Hoy en día, esta clasificación en tres grupos, ha devenido completamente inútil, y sólo se mantiene formalmente debido al peso de la inercia en la jurisprudencia y que hay que ir superando; su simplicidad nos conduce a un callejón sin salida lógico. En la práctica, es imposible distinguir cuáles son los derechos inherentes a la dignidad humana, porque sencillamente, todos los derechos constitucionales derivan de ella. Así, por ejemplo, la Declaración Universal de Derechos Humanos reconoce tanto el derecho al trabajo (art. 23) como el derecho a la seguridad social (art. 22); son derechos que en principio y como meta deberían corresponder a toda persona, pero cuyo reconocimiento absoluto resulta difícil -y a veces imposible- debido a circunstancias estructurales que chocan con la lógica de nuestros principios. Así pues, la cuestión no es tanto si los extranjeros -digamos ahora, los migrantes, que no es lo mismo- tienen derecho a estas cosas, sino cuáles van a ser las condiciones de acceso y las limitaciones a este reconocimiento y hasta dónde pueden -o deben- llegar. De hecho, es difícil imaginar un derecho o interés más ligado a la persona humana que la "integridad física" (art. 15) y sin embargo, su correlato instrumental, el derecho a la salud (art. 43) se ha considerado de ese grupo cuya extensión a los extranjeros depende de los tratados y las leyes (STC 95/2000).

Actualmente, la normativa de extranjería reconoce a grandes rasgos estos derechos a los extranjeros residentes legales. ¿Y si no lo hiciera? ¿Y si los negara radicalmente? ¿Tendría el legislador una libertad completa como parece indicar la literalidad del art. 13? Yo creo que no. Si España es un Estado social (art. 1.1 CE) y si los poderes públicos tienen la obligación de promover la igualdad efectiva entre las personas y grupos (art. 9.2), sencillamente no se puede ignorar la presencia de cuatro o cinco millones de extranjeros en su territorio con vocación de permanencia; el poder que el Estado ejerce sobre ellos debe legitimarse a través de su integración construida con el reconocimiento de los derechos sociales (del voto hablamos otro día). Del propio "espíritu" de la Constitución surge un derecho no formulado expresamente a la "integración socio-económica" de los inmigrantes (SÁNCHEZ-URÁN AZAÑA).

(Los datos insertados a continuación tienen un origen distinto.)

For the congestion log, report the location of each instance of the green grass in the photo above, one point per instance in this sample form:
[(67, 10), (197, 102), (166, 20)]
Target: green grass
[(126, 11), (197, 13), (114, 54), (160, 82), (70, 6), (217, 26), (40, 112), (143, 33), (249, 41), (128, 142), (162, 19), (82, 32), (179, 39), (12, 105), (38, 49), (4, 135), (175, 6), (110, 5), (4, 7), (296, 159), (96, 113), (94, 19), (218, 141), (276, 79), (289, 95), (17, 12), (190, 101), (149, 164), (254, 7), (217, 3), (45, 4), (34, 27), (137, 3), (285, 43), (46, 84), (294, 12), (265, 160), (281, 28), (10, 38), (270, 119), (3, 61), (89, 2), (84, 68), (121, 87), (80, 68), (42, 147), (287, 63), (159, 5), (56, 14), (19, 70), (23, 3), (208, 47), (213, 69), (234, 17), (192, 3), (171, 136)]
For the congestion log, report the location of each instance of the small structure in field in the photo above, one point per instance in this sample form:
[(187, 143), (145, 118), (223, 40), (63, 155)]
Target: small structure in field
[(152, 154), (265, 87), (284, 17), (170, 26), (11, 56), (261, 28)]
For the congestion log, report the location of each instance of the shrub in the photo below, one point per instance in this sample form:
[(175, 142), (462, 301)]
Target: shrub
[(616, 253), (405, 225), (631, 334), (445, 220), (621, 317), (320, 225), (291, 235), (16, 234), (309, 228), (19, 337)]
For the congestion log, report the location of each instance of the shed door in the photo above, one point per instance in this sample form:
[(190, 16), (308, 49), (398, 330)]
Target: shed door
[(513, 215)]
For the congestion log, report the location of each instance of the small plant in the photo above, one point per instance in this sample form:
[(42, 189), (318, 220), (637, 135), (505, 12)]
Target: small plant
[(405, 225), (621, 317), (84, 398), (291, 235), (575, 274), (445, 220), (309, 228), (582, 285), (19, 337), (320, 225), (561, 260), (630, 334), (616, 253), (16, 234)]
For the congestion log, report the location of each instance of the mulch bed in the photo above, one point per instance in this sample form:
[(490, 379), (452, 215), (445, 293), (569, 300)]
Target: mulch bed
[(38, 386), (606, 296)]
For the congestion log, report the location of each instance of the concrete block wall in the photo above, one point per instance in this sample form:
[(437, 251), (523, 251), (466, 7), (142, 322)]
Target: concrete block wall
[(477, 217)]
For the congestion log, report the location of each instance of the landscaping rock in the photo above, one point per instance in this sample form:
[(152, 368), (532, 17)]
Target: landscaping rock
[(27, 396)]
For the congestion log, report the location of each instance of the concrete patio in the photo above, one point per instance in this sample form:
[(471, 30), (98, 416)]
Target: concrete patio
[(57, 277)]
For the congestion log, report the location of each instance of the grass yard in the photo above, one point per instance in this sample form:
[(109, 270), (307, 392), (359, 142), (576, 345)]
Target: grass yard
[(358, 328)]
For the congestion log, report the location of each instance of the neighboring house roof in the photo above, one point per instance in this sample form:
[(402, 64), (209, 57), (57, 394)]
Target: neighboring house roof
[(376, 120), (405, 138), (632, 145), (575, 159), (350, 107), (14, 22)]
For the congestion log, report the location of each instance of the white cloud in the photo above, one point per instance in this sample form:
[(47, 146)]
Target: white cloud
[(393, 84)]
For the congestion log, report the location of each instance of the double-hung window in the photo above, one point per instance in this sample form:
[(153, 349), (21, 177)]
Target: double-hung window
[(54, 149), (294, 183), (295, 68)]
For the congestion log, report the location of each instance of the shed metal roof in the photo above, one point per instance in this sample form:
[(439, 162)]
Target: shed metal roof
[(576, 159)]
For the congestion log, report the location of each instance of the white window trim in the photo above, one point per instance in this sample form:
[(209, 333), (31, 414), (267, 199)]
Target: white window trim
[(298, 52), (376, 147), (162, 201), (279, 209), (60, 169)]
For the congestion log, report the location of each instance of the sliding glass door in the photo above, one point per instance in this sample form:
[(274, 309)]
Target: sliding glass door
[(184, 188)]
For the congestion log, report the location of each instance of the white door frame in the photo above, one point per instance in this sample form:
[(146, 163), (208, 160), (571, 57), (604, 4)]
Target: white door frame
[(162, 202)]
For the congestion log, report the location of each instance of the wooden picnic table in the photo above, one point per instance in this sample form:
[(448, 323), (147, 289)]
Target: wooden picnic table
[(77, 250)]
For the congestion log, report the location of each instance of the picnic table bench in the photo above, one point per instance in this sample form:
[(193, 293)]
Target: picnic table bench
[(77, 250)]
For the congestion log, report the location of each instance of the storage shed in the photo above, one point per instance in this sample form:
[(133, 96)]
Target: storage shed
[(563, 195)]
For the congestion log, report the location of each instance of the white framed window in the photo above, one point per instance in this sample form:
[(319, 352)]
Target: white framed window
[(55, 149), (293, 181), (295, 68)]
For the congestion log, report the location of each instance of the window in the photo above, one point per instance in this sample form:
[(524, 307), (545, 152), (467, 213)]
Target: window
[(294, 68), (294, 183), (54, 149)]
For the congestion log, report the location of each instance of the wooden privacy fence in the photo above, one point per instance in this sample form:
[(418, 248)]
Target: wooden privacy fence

Cuando los "padres de la patria" se referían en el art. 41 CE a la seguridad social para "todos los ciudadanos", seguramente estaban pensando en la vieja noción de ciudadanía política, determinada por la nacionalidad. El sentido de la palabra ha cambiado. Los derechos sociales se refieren ahora a la "ciudadanía social", a las personas que integran de hecho la comunidad política, con independencia de su nacionalidad. No puede negarse radicalmente a los extranjeros el derecho al trabajo o a la protección social ni las garantías del derecho laboral. Ahora bien, la "madre del cordero" (escamoteada por esa vieja división tripartita del Tribunal Constitucional) es más bien determinar qué hay que hacer para entrar en el selecto club de los ciudadanos: cuáles han de ser las condiciones de acceso a la residencia legal, en qué medida pueden imponerse algunas restricciones a los derechos de los residentes legales y en qué medida la ciudadanía se expande a los que se encuentran en situación irregular para integrar las disfuncionalidades de una situación que deriva de nuestra propia estructura económica.

4 comentarios:

Anónimo dijo...
Este comentario ha sido eliminado por un administrador del blog.
Àngel 'Soulbizarre' dijo...

interesante blog...me lo leo...

Àngel 'Soulbizarre' dijo...
Este comentario ha sido eliminado por el autor.
Antonio Álvarez del Cuvillo dijo...

Moltes gràcies!

Por cierto, para los más curiosos respecto del contenido de los misteriosos mensajes "censurados", no decían nada especial: una prueba mía enredando con el sistema y un duplicado de este comentario de tati-pagès-soulbizarre que su autor borró.